There are six regional accreditation agencies, with each agency covering a given geographic region in the U.S. You can check if your school of choice is accredited by one of these regional agencies by finding out where the school is located and then going to the specific regional agency that would be in charge of that school’s accreditation.
Overall, regional accreditation is much more valuable than national; also, a school that passes regional accreditation will typically have no trouble gaining national accreditation. The reverse is not true. Furthermore, so-called “diploma mill” schools fail to achieve either regional or both regional and national accreditation.
What is a diploma mill?
Westwood College, alongside other institutions such as the University of Northern Washington and Monticello University, is what is popularly termed a “diploma mill” or “degree mill.” According to the FTC, a diploma mill is defined as the following: “a company that offers ‘degrees’ or certificates for a flat fee, requires little course work, if any, and awards degrees based solely on life experience.”
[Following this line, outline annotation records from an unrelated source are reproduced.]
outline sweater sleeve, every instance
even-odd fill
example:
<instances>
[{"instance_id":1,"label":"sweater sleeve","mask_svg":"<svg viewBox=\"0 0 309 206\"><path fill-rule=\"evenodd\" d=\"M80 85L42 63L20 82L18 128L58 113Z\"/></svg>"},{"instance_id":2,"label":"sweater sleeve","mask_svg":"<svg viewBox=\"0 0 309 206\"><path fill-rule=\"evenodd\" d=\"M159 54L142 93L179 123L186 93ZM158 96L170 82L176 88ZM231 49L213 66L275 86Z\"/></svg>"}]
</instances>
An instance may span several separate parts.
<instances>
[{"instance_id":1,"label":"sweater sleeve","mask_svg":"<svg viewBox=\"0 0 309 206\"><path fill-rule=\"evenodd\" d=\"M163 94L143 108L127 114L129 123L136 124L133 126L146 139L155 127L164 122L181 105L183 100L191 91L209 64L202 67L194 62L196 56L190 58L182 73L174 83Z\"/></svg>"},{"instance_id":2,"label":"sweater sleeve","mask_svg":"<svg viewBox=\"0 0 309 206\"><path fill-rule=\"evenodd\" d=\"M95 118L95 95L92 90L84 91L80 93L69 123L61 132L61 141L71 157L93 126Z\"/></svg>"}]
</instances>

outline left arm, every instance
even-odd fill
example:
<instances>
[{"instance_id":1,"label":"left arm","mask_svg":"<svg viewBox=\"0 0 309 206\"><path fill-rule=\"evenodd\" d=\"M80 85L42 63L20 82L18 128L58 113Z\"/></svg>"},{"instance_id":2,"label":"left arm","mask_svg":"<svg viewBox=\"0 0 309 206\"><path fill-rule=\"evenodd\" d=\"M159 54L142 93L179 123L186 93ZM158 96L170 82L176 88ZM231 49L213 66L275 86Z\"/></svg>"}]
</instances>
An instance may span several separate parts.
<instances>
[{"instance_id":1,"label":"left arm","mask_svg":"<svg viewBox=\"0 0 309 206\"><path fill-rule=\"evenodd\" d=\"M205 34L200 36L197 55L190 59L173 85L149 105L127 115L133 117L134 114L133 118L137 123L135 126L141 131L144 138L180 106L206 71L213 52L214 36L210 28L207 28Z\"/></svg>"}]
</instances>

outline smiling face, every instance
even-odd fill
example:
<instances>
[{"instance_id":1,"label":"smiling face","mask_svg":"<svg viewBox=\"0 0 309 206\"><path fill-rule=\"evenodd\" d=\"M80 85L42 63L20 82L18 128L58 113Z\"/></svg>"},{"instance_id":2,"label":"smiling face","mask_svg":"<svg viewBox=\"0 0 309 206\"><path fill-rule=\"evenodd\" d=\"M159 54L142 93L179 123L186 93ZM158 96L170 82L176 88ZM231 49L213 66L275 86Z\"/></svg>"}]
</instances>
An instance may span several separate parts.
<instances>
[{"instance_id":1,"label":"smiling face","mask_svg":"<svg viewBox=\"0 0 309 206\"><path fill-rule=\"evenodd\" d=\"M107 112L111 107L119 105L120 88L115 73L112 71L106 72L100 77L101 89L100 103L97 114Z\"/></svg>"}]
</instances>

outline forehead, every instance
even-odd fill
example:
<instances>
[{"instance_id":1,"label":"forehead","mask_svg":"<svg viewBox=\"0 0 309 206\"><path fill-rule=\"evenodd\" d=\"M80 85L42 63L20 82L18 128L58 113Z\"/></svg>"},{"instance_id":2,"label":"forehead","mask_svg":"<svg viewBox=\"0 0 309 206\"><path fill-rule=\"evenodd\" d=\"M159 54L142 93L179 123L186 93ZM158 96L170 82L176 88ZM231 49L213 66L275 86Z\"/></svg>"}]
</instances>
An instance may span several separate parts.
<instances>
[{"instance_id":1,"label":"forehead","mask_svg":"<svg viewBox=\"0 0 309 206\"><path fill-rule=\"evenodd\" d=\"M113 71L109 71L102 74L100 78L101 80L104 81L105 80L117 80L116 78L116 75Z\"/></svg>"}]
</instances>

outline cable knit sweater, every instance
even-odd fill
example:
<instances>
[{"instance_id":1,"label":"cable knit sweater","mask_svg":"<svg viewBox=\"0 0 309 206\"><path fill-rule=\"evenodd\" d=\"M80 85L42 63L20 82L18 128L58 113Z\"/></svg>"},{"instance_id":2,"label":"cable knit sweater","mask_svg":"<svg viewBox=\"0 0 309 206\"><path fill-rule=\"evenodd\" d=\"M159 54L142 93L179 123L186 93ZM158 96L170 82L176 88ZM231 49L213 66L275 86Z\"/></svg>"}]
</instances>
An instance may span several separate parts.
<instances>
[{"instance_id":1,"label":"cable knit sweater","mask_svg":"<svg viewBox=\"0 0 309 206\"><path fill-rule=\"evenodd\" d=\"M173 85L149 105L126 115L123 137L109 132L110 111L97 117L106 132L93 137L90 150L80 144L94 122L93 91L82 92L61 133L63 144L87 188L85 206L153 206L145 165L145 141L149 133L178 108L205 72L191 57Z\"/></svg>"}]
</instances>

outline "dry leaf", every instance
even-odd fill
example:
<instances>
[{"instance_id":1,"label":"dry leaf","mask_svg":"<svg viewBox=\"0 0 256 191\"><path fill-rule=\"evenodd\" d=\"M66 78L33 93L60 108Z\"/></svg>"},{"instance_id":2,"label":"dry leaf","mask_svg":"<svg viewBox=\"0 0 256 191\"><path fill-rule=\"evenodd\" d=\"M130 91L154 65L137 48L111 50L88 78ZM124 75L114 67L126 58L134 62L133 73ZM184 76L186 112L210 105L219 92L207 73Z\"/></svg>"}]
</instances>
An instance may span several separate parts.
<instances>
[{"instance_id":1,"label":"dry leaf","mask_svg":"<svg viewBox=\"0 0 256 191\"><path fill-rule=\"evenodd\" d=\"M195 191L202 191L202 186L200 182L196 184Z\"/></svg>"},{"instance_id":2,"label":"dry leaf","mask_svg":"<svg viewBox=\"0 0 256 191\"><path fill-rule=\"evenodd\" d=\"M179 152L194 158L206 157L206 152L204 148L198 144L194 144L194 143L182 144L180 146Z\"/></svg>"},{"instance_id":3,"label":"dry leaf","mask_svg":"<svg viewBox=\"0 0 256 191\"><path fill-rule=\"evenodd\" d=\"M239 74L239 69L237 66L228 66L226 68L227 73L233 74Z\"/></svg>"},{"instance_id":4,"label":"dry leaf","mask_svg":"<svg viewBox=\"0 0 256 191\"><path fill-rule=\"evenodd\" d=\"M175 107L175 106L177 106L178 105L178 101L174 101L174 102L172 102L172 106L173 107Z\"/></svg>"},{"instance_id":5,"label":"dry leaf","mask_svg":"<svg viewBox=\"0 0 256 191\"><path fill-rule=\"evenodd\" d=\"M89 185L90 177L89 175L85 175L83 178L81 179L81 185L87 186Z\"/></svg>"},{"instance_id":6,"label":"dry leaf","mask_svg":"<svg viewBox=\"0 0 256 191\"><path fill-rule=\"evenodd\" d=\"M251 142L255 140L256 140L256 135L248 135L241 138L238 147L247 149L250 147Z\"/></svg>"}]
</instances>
Furthermore, “although many diploma mills claim to be ‘accredited,’ their accreditation is from a bogus, but official-sounding agency that they created.” This fits the bill for my own personal diploma mill of choice, Ashwood University (which actually operates out of Pakistan). I decided to check out Ashwood’s website one night and even chat with one of its customer service representatives. Here’s a synopsis of my chat:
Please wait for a Site Operator to respond!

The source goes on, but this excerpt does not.